The impact of IGF1R SNPs on susceptibility to age-related cataract

Abstract Background: The insulin-like growth factor 1 receptor (IGF1R) gene is essential for lens development, but the impact of IGF1R on age-related cataract(ARC) has not been investigated. This study explored the association between IGF1R single nucleotide polymorphism (SNP) and ARC susceptibility ,and uncover the underlying mechanism in human lens epithelial (HLE) cells. Methods:A total of 1190 unrelated participants ,comprising 690 ARC patients and 550 healthy individuals in Han Chinese population were recruited and genotyped for target SNP. The X2-test was used to detect genotypic distribution between the patient and control groups and the logistic regression was performed to adjust the age and gender.

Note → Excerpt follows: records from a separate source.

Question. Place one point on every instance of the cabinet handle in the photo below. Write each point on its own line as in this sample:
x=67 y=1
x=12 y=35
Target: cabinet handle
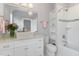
x=26 y=48
x=6 y=46
x=39 y=47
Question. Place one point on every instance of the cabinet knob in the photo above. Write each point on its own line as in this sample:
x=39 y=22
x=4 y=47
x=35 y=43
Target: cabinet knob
x=26 y=48
x=39 y=47
x=7 y=46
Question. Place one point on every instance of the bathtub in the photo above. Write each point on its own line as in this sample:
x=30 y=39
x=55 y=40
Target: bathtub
x=69 y=50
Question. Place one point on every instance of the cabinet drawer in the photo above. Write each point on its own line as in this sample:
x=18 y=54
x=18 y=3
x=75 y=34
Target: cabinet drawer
x=34 y=52
x=28 y=42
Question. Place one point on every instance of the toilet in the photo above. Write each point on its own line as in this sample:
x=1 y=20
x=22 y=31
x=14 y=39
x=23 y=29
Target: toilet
x=51 y=50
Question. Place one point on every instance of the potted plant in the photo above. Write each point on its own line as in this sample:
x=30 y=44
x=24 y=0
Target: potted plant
x=11 y=28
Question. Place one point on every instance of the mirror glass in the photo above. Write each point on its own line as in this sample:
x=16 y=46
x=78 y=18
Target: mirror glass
x=26 y=20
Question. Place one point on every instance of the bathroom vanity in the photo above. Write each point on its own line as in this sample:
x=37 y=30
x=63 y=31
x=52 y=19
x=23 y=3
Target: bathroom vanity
x=23 y=45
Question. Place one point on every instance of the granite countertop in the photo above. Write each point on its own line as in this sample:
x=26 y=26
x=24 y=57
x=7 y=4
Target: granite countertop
x=19 y=36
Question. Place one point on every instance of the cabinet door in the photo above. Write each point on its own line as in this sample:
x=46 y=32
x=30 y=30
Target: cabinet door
x=19 y=51
x=7 y=52
x=33 y=52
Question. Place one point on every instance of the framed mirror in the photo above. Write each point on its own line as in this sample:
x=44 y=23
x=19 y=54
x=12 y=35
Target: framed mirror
x=25 y=19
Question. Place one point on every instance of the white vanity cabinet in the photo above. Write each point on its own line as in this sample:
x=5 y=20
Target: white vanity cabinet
x=32 y=47
x=22 y=47
x=7 y=52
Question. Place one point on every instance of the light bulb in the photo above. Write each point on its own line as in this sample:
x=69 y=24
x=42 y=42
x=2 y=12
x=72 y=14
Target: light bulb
x=30 y=5
x=23 y=4
x=30 y=13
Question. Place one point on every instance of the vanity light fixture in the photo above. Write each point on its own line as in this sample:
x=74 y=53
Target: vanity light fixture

Meanwhile, in the IGF1R knockdown HLE cells, cell proliferation was detected via CCK-8 analysis. Cell cycle and apoptosis were evaluated by flow cytometry,while the expression of cycle- and apoptosis-related molecules were determined via Q-PCR and Western blot. The Caspase-3 activity was measured using its assay kit. Results: The rs1546713 in IGF1R gene was identified（P =0.046，OR：1.606，CI：1.245,2.071）,which shown a significant relevance with ARC risk under the dominant model. The results demonstrated that IGF1R knockdown inhibited cell proliferation by inducing cell cycle arrest at S phase and promoting apoptosis. Mechanistically, the cell cycle blocked at S phase was linked with the alterations of cyclinA , cyclinB, cyclinE and P21,while the pro-apoptosis function was related to stimulate the activation of Caspase-3 activities and the alteration of Caspase-3,Bcl-2 and Bax expression levels. Conclusions: This study first reported that IGF1R polymorphisms may affect susceptibility to ARCs in Han Chinese population and provided new clues to understanding the pathogenic mechanism of ARCs. Notably, IGF1R is likely a potential target for ARC prevention and treatment.